Leaving politics behind on a liberating coastal wander

Also this week: A close encounter with Labour luvvies, and chaos at the British Museum.

By Sasha Swire

My new book, Edgeland, is about walking the South West Coast Path. My husband, a West Country MP at the time, and I, his political researcher, wanted to get politics out of our heads. Westminster moves in a very different and artificial rhythm to real time. It can speed things up and even slow them down. That’s why politicians always want to be setters of clocks, to determine pace; it’s how they maintain power. The pleasure of taking a walk on the wild side is that you leave behind a world of quick fixes; you find time beyond the clock; you enter eternities; you become the steward of your own rhythms. 

Furthermore, when one walks the coastal edge, or ecotone, one enters a transitional and transformative space, a place between boundaries: sea and land, two completely different realms.
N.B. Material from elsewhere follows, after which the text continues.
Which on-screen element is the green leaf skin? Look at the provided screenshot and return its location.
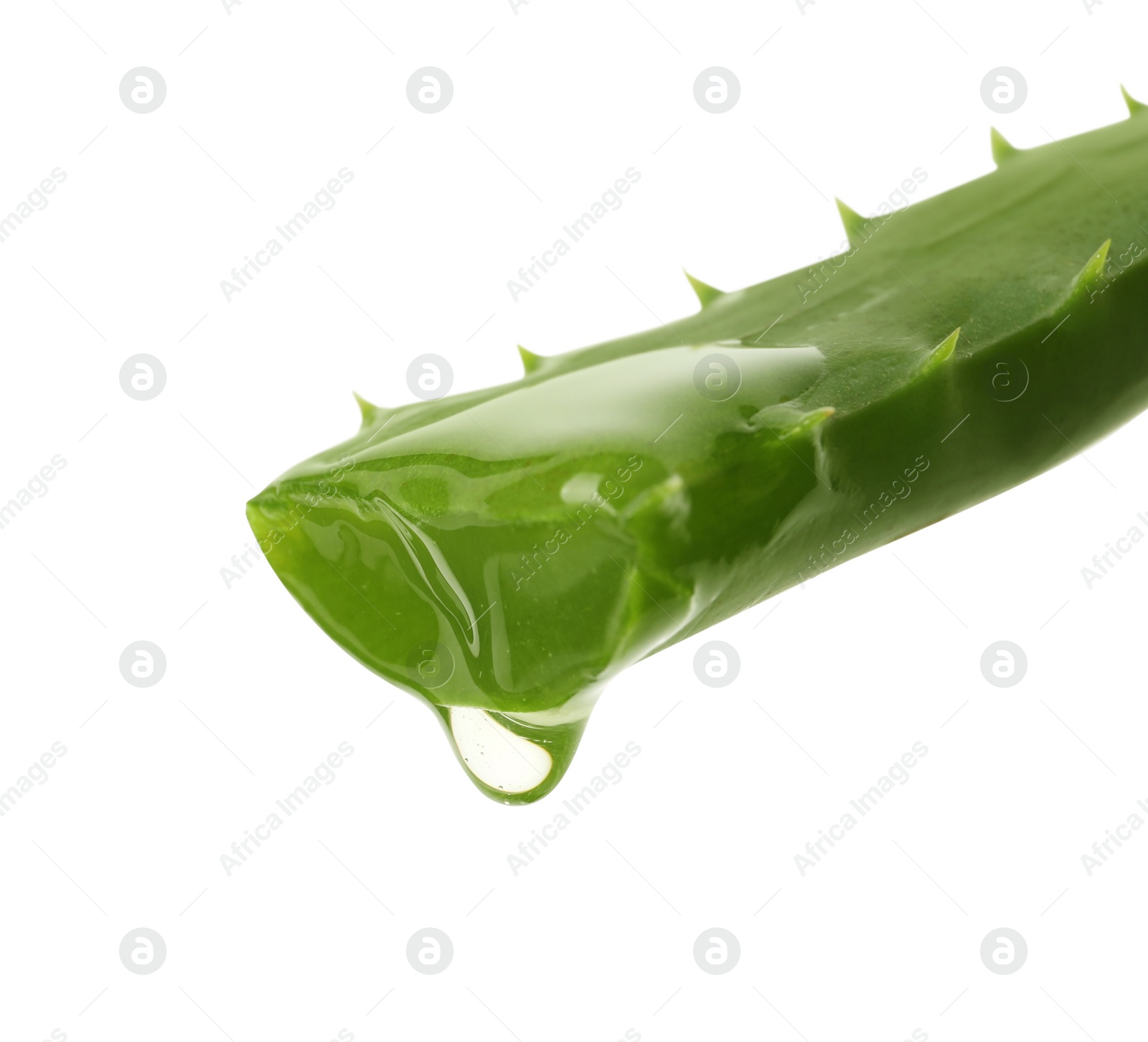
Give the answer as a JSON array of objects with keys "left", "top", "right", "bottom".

It encourages not only the intermingling of flora and fauna but of people who gather, create, generate resistance and invent new ways of living and working. The word ecotone, like all good etymology, is better at telling you how it really is: a marriage of eco (“ecology”) and tone, from the Greek tonos, or “tension”. And it is this tension that makes this walk so utterly beguiling.
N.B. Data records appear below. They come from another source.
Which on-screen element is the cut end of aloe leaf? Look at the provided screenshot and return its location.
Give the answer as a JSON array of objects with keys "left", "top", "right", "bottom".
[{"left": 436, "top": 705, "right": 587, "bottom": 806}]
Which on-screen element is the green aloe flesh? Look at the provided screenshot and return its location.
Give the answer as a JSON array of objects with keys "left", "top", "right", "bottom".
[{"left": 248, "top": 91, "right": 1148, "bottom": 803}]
[See also: The case for student salaries]

Planes, trains and automobiles

Although I have written a travel book, I have no “disease of travel” as John Steinbeck called it, no wanderlust. Mostly because I loathe the moving machines used to get me places. I don’t like to be controlled and constrained by motions of any sort: boat, plane, train. I feel claustrophobic next to other people. The car is all right as long as my husband isn’t driving it. I don’t like to be nutted and bolted in by metal, switched on, bossily told to sit here, get out from there. I don’t like signage. Maps. I am a system with no moving parts. I exist in a solid state, at home, in Devon, close to my garden. I can no longer understand this obsession I once had of travelling to the Med and sizzling on a sunbed and then coming home looking as if I have been dipped in a pot of Ronseal. Of course, I did look a helluva lot better in a bikini back then, sipping the old “bitch diesel” (rosé) under an olive tree with the cicadas clicking overhead.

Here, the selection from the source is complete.